The pressure of a fluid flowing through a closed system, \( P \), after \( t \) seconds can be modeled by the function \( P(t)=100+40 \sin \left(\frac{9 \pi}{4} t\right) \). Answer parts (a) through (c) below. (a) In the interval \( [0,1] \), determine the times at which the pressure of the fluid is 100 mmHg . The solution set is \( \{\square \). (Type an integer or decimal rounded to two decimal places as needed. Use a comma to separate answers as needed.)
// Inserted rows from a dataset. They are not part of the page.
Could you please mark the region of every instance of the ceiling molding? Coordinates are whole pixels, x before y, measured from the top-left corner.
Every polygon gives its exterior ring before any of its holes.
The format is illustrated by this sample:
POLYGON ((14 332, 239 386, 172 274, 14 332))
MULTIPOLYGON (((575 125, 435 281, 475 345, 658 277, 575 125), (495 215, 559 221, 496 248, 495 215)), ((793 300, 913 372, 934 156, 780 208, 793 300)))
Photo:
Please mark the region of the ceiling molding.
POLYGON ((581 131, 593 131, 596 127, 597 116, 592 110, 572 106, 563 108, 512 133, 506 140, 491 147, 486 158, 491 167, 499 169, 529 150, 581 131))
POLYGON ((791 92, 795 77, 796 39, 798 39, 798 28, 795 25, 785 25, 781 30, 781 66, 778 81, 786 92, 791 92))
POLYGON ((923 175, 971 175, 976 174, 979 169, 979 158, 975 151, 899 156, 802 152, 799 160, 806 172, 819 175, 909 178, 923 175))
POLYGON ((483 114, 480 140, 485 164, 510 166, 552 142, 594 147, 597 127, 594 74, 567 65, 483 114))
To find the times \( t \) at which the pressure \( P(t) = 100 \) mmHg in the interval \( [0, 1] \), we set the equation: \[ 100 + 40 \sin\left(\frac{9 \pi}{4} t\right) = 100 \] Subtracting 100 from both sides gives us: \[ 40 \sin\left(\frac{9 \pi}{4} t\right) = 0 \] Dividing by 40 yields: \[ \sin\left(\frac{9 \pi}{4} t\right) = 0 \] The sine function equals zero at integer multiples of \( \pi \): \[ \frac{9 \pi}{4} t = n\pi \quad \text{for integers } n \] Solving for \( t \): \[ t = \frac{4n}{9} \] Now we substitute integer values to find \( t \) within the interval \( [0, 1] \): - For \( n = 0 \): \[ t = \frac{4 \cdot 0}{9} = 0 \] - For \( n = 1 \): \[ t = \frac{4 \cdot 1}{9} \approx 0.44 \] - For \( n = 2 \): \[ t = \frac{4 \cdot 2}{9} \approx 0.89 \] - For \( n = 3 \): \[ t = \frac{4 \cdot 3}{9} \approx 1.33 \quad \text{(This is outside the interval [0,1])} \] Therefore, the times at which the pressure of the fluid is 100 mmHg in the interval \( [0, 1] \) are: \[ \{0, 0.44, 0.89\} \] The solution set is \( \{0, 0.44, 0.89\} \).